Check with your doctor right away if you or your child have a fever, chest pain or tightness, or trouble breathing. These could be symptoms of a serious lung condition called acute respiratory distress syndrome (ARDS).
This medicine may cause serious allergic reactions, including anaphylaxis, which can be life-threatening and requires immediate medical attention. Tell your doctor right away if you or your child have a rash, itching skin, dizziness, lightheadedness, or fainting, swelling of the face, tongue, or throat, trouble breathing, or chest pain after using the medicine.
This medicine may cause kidney problems. Call your doctor right away if you or your child have swelling in your face or ankles, blood in the urine, or a decrease in how much or how often you urinate.

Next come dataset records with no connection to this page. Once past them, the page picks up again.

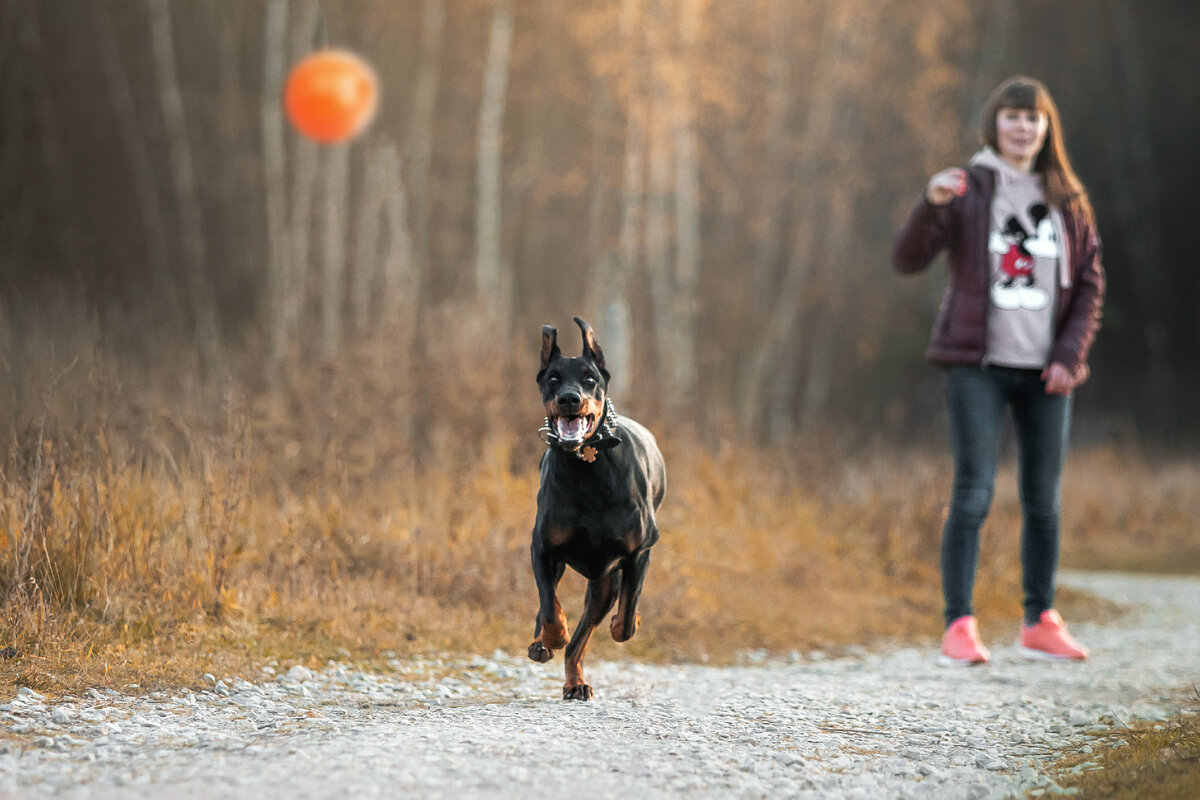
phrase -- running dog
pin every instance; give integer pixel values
(603, 479)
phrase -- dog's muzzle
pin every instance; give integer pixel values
(570, 433)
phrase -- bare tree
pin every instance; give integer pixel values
(280, 283)
(491, 281)
(685, 301)
(145, 184)
(763, 388)
(333, 274)
(420, 148)
(191, 220)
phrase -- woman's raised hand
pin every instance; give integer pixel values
(947, 185)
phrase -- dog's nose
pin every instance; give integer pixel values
(569, 401)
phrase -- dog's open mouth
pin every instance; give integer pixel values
(574, 429)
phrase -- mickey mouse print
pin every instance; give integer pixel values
(1015, 283)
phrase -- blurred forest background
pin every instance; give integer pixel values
(713, 185)
(228, 352)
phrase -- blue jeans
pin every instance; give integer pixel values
(976, 398)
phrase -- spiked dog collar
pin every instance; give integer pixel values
(605, 438)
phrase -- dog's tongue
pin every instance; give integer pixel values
(571, 428)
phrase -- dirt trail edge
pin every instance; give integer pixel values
(874, 725)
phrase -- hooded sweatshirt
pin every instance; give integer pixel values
(1024, 258)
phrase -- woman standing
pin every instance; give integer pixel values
(1015, 324)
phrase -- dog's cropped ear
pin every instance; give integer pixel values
(592, 348)
(549, 348)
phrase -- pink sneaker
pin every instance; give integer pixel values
(1049, 639)
(961, 645)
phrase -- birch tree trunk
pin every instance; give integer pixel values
(615, 290)
(768, 222)
(778, 340)
(491, 282)
(184, 178)
(684, 294)
(145, 186)
(279, 252)
(305, 170)
(421, 130)
(401, 274)
(333, 274)
(55, 156)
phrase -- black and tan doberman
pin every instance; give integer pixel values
(601, 481)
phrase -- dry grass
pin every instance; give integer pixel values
(154, 527)
(1158, 761)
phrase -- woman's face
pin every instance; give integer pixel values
(1020, 133)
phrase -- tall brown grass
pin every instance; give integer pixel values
(157, 523)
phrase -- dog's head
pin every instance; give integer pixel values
(573, 390)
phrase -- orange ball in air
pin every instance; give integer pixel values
(330, 96)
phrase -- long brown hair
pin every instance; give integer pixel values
(1061, 184)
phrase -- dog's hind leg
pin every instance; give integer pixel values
(633, 573)
(550, 630)
(600, 596)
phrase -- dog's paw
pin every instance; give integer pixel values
(540, 653)
(618, 631)
(555, 636)
(577, 692)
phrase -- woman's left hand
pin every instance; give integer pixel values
(1059, 379)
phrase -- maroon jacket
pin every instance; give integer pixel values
(961, 226)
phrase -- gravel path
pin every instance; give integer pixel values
(870, 725)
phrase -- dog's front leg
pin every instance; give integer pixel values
(550, 630)
(599, 600)
(624, 624)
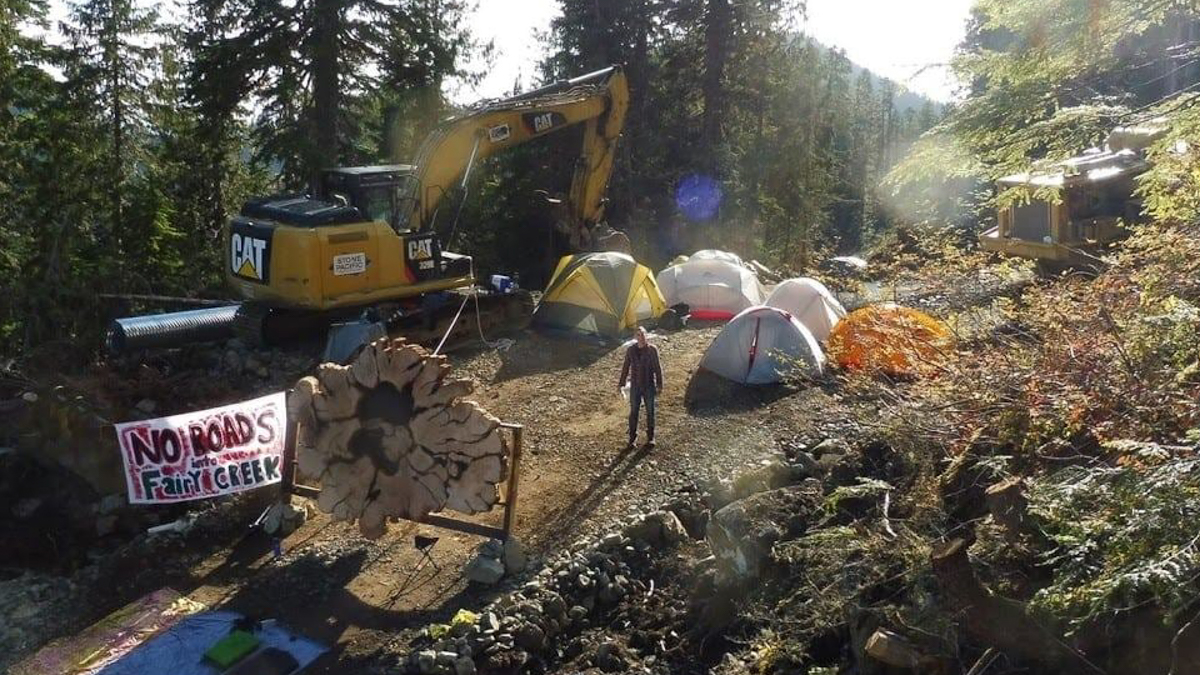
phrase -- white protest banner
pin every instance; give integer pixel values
(204, 454)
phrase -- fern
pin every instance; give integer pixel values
(1122, 537)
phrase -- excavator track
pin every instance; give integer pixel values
(487, 314)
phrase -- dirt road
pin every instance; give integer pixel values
(369, 597)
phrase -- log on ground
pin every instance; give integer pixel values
(391, 436)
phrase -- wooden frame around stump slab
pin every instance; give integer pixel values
(393, 436)
(288, 487)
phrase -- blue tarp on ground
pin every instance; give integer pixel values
(180, 649)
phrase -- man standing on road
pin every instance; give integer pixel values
(645, 376)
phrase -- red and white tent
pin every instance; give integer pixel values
(761, 345)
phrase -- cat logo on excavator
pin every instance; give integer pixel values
(247, 256)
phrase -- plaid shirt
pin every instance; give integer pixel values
(642, 368)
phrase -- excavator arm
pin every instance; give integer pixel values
(599, 101)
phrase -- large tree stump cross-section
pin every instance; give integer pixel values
(390, 436)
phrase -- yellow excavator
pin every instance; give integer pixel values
(367, 237)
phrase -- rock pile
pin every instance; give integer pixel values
(574, 590)
(493, 560)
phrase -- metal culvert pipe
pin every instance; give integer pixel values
(171, 329)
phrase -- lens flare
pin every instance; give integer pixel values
(699, 197)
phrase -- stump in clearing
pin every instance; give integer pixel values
(390, 436)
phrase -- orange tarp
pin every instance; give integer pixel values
(891, 339)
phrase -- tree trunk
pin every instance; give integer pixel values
(718, 34)
(118, 130)
(325, 94)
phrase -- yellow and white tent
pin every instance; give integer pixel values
(605, 294)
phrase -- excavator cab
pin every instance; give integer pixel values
(367, 236)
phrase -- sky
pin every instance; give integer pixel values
(903, 40)
(909, 41)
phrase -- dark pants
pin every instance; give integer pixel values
(636, 395)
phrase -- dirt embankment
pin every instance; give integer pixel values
(361, 597)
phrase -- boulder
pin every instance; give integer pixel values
(658, 529)
(609, 658)
(773, 473)
(463, 665)
(531, 637)
(514, 555)
(743, 533)
(484, 569)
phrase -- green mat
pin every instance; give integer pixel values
(232, 649)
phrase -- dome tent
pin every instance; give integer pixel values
(604, 294)
(713, 290)
(715, 255)
(889, 339)
(760, 346)
(809, 302)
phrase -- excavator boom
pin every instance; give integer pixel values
(598, 100)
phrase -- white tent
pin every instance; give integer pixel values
(761, 345)
(714, 255)
(811, 303)
(713, 290)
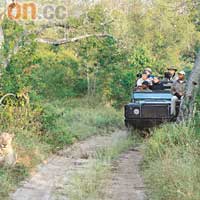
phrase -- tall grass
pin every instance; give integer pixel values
(41, 130)
(90, 182)
(172, 163)
(68, 121)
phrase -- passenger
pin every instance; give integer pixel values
(172, 74)
(178, 91)
(142, 79)
(157, 85)
(148, 71)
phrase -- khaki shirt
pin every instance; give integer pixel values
(178, 87)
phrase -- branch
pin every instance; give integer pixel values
(76, 39)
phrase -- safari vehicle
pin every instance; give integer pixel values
(148, 109)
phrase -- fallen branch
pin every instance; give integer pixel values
(76, 39)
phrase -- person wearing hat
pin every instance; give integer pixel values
(142, 79)
(172, 73)
(178, 91)
(144, 87)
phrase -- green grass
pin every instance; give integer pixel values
(172, 163)
(89, 183)
(39, 131)
(69, 120)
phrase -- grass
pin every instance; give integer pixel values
(89, 183)
(39, 131)
(172, 163)
(72, 120)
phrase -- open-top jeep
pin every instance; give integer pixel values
(148, 109)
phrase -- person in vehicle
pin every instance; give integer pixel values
(178, 91)
(149, 72)
(142, 79)
(157, 85)
(146, 87)
(172, 76)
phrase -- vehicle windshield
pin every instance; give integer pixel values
(151, 95)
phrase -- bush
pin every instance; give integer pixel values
(70, 120)
(172, 163)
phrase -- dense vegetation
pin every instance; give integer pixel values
(69, 92)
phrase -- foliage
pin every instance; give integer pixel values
(65, 123)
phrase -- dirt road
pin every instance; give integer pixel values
(125, 182)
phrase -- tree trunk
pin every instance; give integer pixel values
(193, 85)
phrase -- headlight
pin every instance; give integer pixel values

This medicine may cause a condition called capillary leak syndrome. It can cause fluid to leak from the blood vessels into your body's tissues. Call your doctor right away if you or your child have swelling or puffiness, urinating less often, trouble breathing, feeling of fullness, dizziness, or feeling faint.
This medicine may cause aortitis (inflammation of the aorta, the largest artery in the body). Check with your doctor right away if you have fever, stomach pain, unusual tiredness or weakness, or back pain.
Make sure any doctor or dentist who treats you knows that you are using this medicine. This medicine may affect the results of certain medical tests (eg, bone-imaging test).
Along with its needed effects, a medicine may cause some unwanted effects. Although not all of these side effects may occur, if they do occur they may need medical attention.
Check with your doctor or nurse immediately if any of the following side effects occur:
Black, tarry stools
blood in the urine or stools
pinpoint red spots on the skin
unusual bleeding or bruising
general feeling of illness
Incidence not known
Blisters or fever sores on the skin
bloody or cloudy urine
chest pain or tightness
difficulty with swallowing
hives, itching, or skin rash
pain in the upper left part of the stomach or at the tip of the left shoulder
puffiness or swelling of the eyelids or around the eyes, face, lips, or tongue
Some side effects may occur that usually do not need medical attention. These side effects may go away during treatment as your body adjusts to the medicine. Also, your health care professional may be able to tell you about ways to prevent or reduce some of these side effects. Check with your health care professional if any of the following side effects continue or are bothersome or if you have any questions about them:
pain in the arms or legs
Incidence not known
Bleeding, blistering, burning, coldness, discoloration of the skin, feeling of pressure, hives, infection, inflammation, itching, lumps, numbness, pain, rash, redness, scarring, soreness, stinging, swelling, tenderness, tingling, ulceration, or warmth at the injection site
lack or loss of strength
Other side effects not listed may also occur in some patients. If you notice any other effects, check with your healthcare professional.
Call your doctor for medical advice about side effects. You may report side effects to the FDA at 1-800-FDA-1088.